For people who are deaf or hard of hearing, making sense of videos online can be deeply frustrating, even if the video is captioned, which is now the norm (if not the law) on most platforms. YouTube’s captions are often garbled, because, unless YouTubers themselves intervene and manually type out the correct words, they’re auto-generated, the best efforts of a closed-captioning algorithm the company has been tweaking for years. Appreciative of the effort but unconvinced by the results, activists have dubbed them “craptions.”
A dive into how we watch stuff.
One activist is Rikki Poynter, who runs a “No More CRAPtions” social media campaign. Poynter’s hearing faded gradually, but she started really losing her hearing after she graduated from high school in 2009. By 2010, when she was routinely uploading beauty tutorials to YouTube, participating online was challenging. “Even with earphones in, it was becoming a struggle to understand what was being said,” Poynter says. The auto-generated captions weren’t a huge help. “‘Zebra’ would be said instead of ‘concealer,’” she says. She began leaving messages on other beauty YouTubers’ channels, imploring them to add correct captions to their videos.
Even after celebrity YouTuber Tyler Oakley gave her a shout-out—the YouTube equivalent of being one of Oprah’s favorite things—Poynter got little sustained response from her online community. “It hurts to be ignored,” she says. YouTubers would promise to prioritize captioning and then fall off after a few videos, letting the algorithm resume the work. “‘Craptions’ isn’t a new term by any means,” Poynter says. “The deaf community has been coming together on this for a long time now—though it seems I’ve had the most success, and I have been one to still constantly push on it.”
Caption experts are quick to point out that even those with perfect hearing can benefit from using captions. They assist English language learners, of course, but also native speakers struggling to understand, say, a thick Scottish brogue. And when you’re scrolling through your feed with the sound off, they’re a necessity. James Rath, a YouTuber and filmmaker, says captions can expand a video’s reach and performance, since search engines may pull keywords from the transcript.

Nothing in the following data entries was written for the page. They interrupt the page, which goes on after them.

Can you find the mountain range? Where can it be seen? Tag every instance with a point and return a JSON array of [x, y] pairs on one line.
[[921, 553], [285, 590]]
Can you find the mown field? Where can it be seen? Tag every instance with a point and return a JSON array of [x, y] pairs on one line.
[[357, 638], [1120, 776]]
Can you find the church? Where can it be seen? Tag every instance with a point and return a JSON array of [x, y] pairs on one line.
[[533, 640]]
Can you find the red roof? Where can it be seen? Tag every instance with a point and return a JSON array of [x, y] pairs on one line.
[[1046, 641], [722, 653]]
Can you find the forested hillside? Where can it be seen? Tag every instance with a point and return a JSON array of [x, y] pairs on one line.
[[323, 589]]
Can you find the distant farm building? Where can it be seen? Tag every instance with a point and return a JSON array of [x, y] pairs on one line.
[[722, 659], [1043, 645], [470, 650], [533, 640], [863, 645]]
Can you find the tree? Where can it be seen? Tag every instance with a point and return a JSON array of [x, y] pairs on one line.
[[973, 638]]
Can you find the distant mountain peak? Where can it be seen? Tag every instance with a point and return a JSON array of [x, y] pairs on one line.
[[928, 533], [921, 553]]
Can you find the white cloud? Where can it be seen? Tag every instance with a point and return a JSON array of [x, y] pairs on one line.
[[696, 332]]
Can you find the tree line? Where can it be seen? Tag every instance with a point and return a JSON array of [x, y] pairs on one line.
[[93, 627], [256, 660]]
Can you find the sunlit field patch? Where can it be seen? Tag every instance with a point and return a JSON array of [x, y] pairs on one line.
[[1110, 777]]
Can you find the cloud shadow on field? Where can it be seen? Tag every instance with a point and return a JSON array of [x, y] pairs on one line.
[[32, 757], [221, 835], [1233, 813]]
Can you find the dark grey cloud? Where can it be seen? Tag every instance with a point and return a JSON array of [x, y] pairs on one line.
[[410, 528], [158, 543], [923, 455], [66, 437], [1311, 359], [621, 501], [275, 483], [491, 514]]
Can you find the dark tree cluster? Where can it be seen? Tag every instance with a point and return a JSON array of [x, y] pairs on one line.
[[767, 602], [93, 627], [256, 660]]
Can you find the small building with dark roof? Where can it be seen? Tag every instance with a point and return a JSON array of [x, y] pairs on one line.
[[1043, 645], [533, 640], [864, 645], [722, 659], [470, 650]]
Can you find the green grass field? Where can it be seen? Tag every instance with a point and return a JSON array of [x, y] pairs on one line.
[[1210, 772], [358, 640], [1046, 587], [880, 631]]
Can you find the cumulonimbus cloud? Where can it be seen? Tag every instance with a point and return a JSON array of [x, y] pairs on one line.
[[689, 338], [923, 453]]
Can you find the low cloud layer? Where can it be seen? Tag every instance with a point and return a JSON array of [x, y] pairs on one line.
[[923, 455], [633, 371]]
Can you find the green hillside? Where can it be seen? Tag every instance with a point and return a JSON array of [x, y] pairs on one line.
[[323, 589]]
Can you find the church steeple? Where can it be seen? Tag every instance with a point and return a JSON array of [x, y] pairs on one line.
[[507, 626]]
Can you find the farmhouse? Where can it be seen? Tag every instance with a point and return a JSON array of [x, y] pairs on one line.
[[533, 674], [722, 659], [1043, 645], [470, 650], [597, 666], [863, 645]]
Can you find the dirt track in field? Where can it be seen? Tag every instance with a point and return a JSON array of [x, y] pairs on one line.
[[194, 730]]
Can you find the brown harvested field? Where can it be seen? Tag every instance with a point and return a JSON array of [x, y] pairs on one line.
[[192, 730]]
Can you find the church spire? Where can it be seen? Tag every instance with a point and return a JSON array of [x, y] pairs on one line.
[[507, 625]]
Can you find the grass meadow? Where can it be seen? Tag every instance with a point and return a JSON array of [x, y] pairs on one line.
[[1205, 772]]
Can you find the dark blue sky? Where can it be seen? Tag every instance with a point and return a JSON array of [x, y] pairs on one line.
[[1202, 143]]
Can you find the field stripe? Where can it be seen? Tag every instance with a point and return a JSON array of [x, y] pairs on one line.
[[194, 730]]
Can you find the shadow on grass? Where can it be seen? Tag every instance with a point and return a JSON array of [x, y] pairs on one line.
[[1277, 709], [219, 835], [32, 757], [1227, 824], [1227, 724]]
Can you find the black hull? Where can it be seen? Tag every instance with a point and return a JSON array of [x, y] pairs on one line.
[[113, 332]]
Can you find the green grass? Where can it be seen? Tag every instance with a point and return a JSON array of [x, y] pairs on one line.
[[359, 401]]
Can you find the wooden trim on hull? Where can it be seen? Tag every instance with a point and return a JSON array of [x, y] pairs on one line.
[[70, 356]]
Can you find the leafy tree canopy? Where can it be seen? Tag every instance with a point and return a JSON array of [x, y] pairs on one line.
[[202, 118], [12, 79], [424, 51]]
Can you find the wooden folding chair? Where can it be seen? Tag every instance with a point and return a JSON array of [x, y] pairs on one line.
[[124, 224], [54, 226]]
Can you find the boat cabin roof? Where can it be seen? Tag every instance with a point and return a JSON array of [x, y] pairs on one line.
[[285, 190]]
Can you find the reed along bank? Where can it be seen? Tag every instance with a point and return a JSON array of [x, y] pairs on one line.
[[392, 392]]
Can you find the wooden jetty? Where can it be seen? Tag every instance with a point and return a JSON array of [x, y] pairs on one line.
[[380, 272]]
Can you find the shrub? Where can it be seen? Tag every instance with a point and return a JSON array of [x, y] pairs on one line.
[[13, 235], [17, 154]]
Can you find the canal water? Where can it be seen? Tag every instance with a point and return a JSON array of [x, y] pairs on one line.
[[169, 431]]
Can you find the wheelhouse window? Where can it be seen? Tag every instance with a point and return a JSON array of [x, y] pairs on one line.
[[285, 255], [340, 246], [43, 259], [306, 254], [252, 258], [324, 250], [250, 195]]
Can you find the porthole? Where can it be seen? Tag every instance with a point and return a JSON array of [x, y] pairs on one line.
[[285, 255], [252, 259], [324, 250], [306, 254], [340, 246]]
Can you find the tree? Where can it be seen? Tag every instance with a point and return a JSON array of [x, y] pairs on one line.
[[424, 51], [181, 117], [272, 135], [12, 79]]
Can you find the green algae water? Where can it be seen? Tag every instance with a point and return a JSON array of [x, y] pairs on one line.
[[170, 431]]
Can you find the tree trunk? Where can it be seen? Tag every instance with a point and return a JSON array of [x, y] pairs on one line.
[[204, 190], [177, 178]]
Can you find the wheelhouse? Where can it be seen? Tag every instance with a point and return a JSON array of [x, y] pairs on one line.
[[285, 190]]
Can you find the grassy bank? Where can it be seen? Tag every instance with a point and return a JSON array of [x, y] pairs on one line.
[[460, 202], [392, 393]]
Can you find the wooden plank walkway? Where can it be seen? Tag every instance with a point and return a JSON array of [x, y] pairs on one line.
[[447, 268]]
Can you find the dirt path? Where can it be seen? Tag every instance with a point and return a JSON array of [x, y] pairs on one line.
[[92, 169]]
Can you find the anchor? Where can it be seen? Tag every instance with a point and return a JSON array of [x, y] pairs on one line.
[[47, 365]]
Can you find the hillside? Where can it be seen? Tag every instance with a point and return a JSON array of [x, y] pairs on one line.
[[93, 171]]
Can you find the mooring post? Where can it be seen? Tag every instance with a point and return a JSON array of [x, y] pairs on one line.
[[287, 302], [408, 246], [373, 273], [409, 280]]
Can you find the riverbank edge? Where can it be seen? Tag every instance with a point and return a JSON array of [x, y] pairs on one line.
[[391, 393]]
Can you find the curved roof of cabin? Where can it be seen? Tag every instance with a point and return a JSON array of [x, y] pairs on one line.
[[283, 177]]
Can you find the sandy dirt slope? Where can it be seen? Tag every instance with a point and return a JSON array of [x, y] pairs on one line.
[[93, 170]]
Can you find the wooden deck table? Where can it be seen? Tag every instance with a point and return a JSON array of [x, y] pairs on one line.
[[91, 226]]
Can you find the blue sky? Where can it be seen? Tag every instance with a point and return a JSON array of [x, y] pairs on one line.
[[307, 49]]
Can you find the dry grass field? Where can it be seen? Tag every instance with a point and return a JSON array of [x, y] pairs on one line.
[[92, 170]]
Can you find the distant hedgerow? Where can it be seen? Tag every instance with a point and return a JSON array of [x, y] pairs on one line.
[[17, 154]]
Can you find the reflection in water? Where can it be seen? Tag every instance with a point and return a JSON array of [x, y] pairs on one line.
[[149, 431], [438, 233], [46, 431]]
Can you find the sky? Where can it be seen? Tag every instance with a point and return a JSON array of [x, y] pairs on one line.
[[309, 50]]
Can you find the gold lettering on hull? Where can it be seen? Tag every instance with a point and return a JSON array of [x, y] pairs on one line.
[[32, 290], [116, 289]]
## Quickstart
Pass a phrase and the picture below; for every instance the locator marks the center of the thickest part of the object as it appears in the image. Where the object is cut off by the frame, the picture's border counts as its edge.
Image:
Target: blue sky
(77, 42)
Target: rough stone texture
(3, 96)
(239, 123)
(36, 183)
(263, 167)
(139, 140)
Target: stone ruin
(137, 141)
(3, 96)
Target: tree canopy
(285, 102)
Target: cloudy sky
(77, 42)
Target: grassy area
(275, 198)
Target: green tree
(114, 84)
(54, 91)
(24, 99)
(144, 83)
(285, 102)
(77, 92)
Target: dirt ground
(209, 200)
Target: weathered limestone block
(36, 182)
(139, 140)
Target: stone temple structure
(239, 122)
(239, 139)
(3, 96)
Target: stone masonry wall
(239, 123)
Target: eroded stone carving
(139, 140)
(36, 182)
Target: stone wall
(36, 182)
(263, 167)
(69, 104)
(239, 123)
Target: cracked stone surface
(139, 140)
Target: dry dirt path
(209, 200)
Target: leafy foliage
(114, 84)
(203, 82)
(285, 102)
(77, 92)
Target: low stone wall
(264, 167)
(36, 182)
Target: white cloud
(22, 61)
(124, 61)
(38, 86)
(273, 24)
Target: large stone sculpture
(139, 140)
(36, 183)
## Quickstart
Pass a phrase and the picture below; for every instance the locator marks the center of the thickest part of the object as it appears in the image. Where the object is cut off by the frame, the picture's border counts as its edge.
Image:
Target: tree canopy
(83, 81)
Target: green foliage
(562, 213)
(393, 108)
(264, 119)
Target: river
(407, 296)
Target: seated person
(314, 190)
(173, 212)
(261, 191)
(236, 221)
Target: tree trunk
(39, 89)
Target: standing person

For businesses, failing to provide adequate captions can result in a lawsuit, which has proved troublesome for streaming services like Netflix, along with major broadcasters like CNN. Individual social media content creators, by contrast, are unlikely to be found in violation of the Americans with Disabilities Act. Nor do the platforms themselves enforce stringent requirements. As a general rule, the deaf community tends to see Facebook’s system (and auto-captions) as pretty good, while Twitter and Instagram can prove kludgy and awkward. YouTube falls somewhere in the middle—but is unquestionably the internet’s video behemoth. A boycott is simply impractical, and even the auto-captioning system’s sharpest detractors, like Poynter, admit it’s gotten better. “The inaccuracies used to be way worse,” she says. YouTube won’t offer specifics but acknowledged that the algorithm still needs improvement, which is why the company encourages creators to edit the captions or add their own.
Manual captioners likely wouldn’t make mistakes on par with zebra/concealer, but they’re not infallible either. YouTube gives you captioning options: If you don’t want to use the auto-generated ones, you can upload your own, or allow your viewers to write and upload their versions. The audience-generated captions can be great, depending on the community—often, they are foreign-language translations. They can also be confusing. “A lot of us find that community contributions are not legible,” Poynter says. “The worst offender has been actual paragraphs written as captions. I’m talking a caption block that takes up half the video screen! You actually can’t see what you’re supposed to be seeing because it’s covered by words.” Deaf YouTuber Jessica Kellgren-Fozard has videos dedicated to explaining the etiquette around captioning. Another faux pas: using the captions as a place to add jokey commentary. “Jokes in the captions drive me up the damn wall,” reads the video’s top comment. “Like, I didn’t come to this Youtuber’s video to be subjected to a random captioner’s personal stand-up night.”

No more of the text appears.